We turn hardship into comedy.

Humour has always been one of our greatest survival skills.

Still, behind the jokes are people whose emotional reserves are running dangerously low.

Life in Nigeria has become a continuous race. The alarm rings before dawn. Hours disappear in traffic. Work extends into evenings through messages that never seem to stop. Inflation rearranges carefully prepared budgets. Parents worry about school fees. Business owners calculate exchange rates before opening their shops. Farmers worry about insecurity before worrying about rainfall.

Every new day brings another calculation.
Another adjustment.
Another postponement.

What makes prolonged waiting especially difficult is that it rarely announces itself as trauma.
There are no bandages.
No visible scars.
No hospital admission.

Yet psychologists have long warned that prolonged uncertainty places enormous pressure on the human mind. The World Health Organization has repeatedly recognised chronic stress and uncertainty as major threats to mental wellbeing. When people spend months or years unable to predict what tomorrow may bring, anxiety grows, concentration suffers and hope gradually becomes harder to sustain.

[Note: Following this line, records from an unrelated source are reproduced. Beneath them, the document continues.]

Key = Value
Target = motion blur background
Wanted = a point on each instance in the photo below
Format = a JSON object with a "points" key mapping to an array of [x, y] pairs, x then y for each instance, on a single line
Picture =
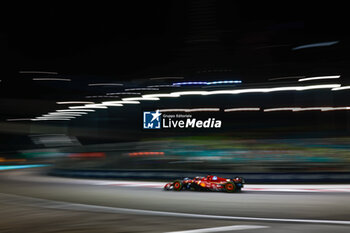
{"points": [[64, 64]]}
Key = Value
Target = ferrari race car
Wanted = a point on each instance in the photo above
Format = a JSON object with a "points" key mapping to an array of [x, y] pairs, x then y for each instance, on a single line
{"points": [[209, 183]]}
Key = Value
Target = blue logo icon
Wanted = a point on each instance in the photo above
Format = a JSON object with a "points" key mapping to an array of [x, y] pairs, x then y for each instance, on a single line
{"points": [[151, 120]]}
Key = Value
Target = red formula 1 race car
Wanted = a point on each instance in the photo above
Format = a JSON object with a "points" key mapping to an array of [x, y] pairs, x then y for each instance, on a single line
{"points": [[209, 183]]}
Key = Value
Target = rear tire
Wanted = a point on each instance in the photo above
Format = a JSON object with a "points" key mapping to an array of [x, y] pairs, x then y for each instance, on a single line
{"points": [[230, 187], [177, 185]]}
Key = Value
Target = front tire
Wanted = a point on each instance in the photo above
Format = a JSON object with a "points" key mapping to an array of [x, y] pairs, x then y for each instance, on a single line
{"points": [[230, 187]]}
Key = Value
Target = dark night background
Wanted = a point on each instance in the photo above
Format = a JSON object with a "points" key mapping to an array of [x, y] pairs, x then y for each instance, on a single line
{"points": [[133, 41]]}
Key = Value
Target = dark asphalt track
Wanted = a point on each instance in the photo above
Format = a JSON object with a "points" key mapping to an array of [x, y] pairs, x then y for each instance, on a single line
{"points": [[277, 205]]}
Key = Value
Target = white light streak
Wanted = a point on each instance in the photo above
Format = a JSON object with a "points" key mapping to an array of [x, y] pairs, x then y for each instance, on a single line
{"points": [[101, 96], [120, 102], [124, 93], [341, 88], [36, 72], [142, 89], [300, 109], [280, 109], [139, 98], [336, 108], [159, 95], [105, 84], [165, 85], [75, 102], [162, 78], [319, 78], [19, 119], [58, 116], [71, 110], [190, 110], [107, 103], [50, 119], [88, 106], [321, 44], [52, 79], [67, 113], [283, 78], [241, 109]]}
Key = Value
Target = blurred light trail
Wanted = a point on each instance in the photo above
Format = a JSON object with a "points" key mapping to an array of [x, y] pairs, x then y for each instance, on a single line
{"points": [[241, 109], [190, 83], [46, 116], [67, 113], [105, 84], [165, 85], [283, 78], [162, 78], [222, 229], [18, 119], [75, 102], [72, 110], [241, 91], [190, 110], [319, 78], [142, 89], [321, 44], [310, 109], [298, 109], [159, 95], [88, 106], [63, 114], [336, 108], [124, 93], [145, 153], [101, 96], [207, 83], [224, 82], [139, 98], [112, 104], [52, 79], [8, 167], [36, 72], [88, 155], [341, 88], [50, 119], [11, 160], [120, 102], [280, 109]]}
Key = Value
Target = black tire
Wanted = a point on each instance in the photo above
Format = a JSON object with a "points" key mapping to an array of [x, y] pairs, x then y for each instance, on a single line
{"points": [[177, 185], [230, 187]]}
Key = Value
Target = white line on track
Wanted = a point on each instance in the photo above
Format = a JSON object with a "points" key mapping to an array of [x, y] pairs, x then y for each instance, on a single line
{"points": [[329, 188], [45, 203], [221, 229]]}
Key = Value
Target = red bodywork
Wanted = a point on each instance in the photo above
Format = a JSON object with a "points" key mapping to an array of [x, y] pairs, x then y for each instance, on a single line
{"points": [[209, 183]]}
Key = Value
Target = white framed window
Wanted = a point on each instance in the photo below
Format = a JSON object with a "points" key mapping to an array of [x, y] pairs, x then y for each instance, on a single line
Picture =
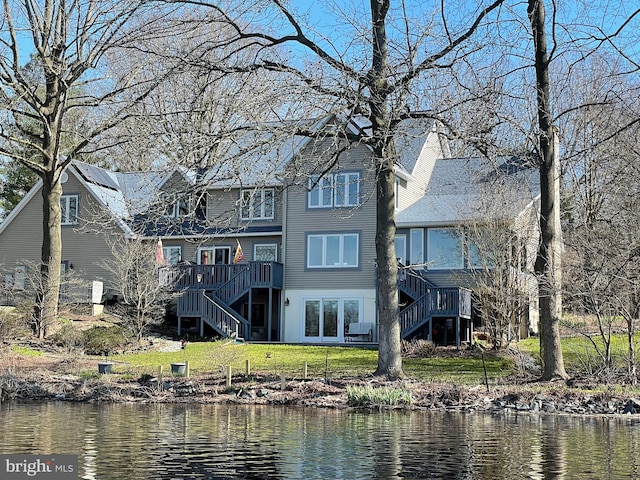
{"points": [[401, 247], [334, 250], [257, 204], [445, 249], [327, 318], [265, 252], [417, 246], [69, 209], [172, 254], [214, 255], [335, 190]]}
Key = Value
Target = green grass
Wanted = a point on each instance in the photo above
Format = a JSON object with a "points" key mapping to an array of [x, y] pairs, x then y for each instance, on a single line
{"points": [[366, 396], [334, 362], [26, 351], [577, 351]]}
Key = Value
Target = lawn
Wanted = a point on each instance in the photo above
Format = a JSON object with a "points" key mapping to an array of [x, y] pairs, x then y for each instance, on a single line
{"points": [[322, 361], [579, 352]]}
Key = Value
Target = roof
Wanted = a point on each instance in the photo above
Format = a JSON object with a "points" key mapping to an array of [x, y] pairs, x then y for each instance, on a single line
{"points": [[468, 189]]}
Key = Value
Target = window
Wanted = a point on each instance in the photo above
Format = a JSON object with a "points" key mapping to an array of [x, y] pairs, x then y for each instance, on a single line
{"points": [[69, 209], [445, 248], [401, 248], [257, 204], [265, 252], [326, 318], [332, 250], [335, 190], [177, 206], [214, 255], [172, 255], [417, 246]]}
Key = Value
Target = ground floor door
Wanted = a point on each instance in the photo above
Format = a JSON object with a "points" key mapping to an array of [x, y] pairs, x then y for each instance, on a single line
{"points": [[326, 319]]}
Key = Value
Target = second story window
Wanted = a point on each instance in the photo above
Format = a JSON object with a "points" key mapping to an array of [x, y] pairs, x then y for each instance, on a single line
{"points": [[177, 206], [172, 254], [69, 209], [335, 190], [257, 204]]}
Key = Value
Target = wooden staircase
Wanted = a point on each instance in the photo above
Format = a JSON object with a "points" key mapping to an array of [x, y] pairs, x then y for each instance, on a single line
{"points": [[210, 291], [428, 301]]}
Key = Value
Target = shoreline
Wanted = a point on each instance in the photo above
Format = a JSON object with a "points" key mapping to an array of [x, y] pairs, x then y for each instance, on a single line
{"points": [[257, 389]]}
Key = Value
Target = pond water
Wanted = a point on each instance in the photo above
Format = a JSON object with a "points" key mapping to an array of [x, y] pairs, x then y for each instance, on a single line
{"points": [[179, 441]]}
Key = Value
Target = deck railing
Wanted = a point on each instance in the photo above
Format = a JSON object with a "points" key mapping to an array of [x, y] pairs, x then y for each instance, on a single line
{"points": [[195, 303], [437, 302], [213, 277]]}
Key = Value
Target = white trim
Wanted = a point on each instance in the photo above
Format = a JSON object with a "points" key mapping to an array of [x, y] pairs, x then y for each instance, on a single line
{"points": [[21, 204], [66, 198], [403, 237], [259, 194], [274, 245], [324, 237], [327, 296], [423, 252]]}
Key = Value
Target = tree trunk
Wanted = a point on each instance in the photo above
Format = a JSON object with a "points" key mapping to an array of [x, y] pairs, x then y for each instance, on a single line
{"points": [[389, 352], [48, 292], [548, 262]]}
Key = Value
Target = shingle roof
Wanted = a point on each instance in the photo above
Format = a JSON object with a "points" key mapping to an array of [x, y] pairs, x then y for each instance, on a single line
{"points": [[466, 189]]}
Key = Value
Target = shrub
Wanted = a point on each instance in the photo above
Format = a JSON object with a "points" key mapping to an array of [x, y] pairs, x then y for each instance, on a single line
{"points": [[104, 340], [418, 348], [68, 336], [366, 396], [12, 324]]}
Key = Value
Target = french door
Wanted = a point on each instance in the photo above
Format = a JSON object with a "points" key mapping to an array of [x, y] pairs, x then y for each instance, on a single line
{"points": [[325, 319]]}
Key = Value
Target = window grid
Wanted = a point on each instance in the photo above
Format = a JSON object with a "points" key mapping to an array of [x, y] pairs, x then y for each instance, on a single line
{"points": [[336, 190], [257, 204], [333, 250], [69, 209]]}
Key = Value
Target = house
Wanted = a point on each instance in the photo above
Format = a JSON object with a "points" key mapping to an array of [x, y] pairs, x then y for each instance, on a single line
{"points": [[278, 244]]}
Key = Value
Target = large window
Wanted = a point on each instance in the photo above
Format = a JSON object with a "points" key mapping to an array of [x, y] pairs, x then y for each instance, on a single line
{"points": [[444, 249], [335, 190], [332, 250], [328, 318], [257, 204], [69, 209]]}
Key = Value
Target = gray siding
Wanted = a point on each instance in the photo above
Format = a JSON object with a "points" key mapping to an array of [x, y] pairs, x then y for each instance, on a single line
{"points": [[84, 246], [302, 220], [223, 209], [190, 248]]}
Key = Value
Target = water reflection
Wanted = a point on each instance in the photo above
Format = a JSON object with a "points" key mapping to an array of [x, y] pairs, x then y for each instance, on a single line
{"points": [[224, 442]]}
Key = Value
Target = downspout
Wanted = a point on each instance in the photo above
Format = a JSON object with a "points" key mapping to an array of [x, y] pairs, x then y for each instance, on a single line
{"points": [[283, 249]]}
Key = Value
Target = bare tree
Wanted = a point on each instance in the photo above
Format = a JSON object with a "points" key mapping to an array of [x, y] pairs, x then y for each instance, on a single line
{"points": [[369, 74], [67, 41], [143, 284], [501, 244], [548, 263]]}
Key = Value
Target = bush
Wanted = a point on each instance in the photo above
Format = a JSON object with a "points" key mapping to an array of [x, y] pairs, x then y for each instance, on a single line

That reality is becoming increasingly familiar across Nigeria. Many people continue going to work, attending church or mosque, laughing with friends and posting cheerful photographs online while privately wondering whether life has somehow become stuck.

The danger is not merely financial. It is psychological. There is a difference between being patient and being suspended. Patience expects movement. Suspension slowly begins to fear that movement may never come. That fear changes people.

Dreams are delayed.
Business plans remain inside notebooks.
Couples postpone marriage until conditions improve.
Young families delay having children.
Medical treatment is deferred.
Home ownership becomes an increasingly distant aspiration.

Years pass while people continue preparing for a future that never quite arrives. One postponed decision may not change a person’s life. A decade of postponement often does.

Mental health specialists describe prolonged uncertainty as one of the most emotionally demanding experiences human beings can endure. Family therapist Pauline Boss introduced the idea of “ambiguous loss” to explain the emotional burden carried by people living without resolution. Families of missing persons understand this well. So do relatives of kidnapped victims who wait endlessly for news. The suffering lies not only in what has happened, but in not knowing when, or whether, the waiting will end.

Nigeria has produced far too many such families. Parents still wait for children abducted from schools. Communities wait for justice after violent attacks. Victims of fraud wait years for court judgments. Patients wait for surgeries they cannot yet afford. Thousands of young people wait for opportunities worthy of the education they struggled to obtain.

Waiting has stealthily become one of the defining experiences of our national life. The emotional burden does not stop there. Comparison has made waiting even heavier.

Social media has created a world where everyone else’s breakthroughs appear immediate. Promotions are announced daily. New homes are unveiled. Wedding photographs fill timelines. Departure lounges become symbols of fresh beginnings. Success is constantly on display.

For those whose own lives feel unchanged, the comparison can become deeply discouraging.
It is not envy.
It is discouragement.
People begin asking questions that have no easy answers.
“Am I doing something wrong?”
“Why does everyone else seem to be moving except me?”
“When will my own turn come?”
Those questions rarely remain on a phone screen.
Eventually, they settle inside the heart.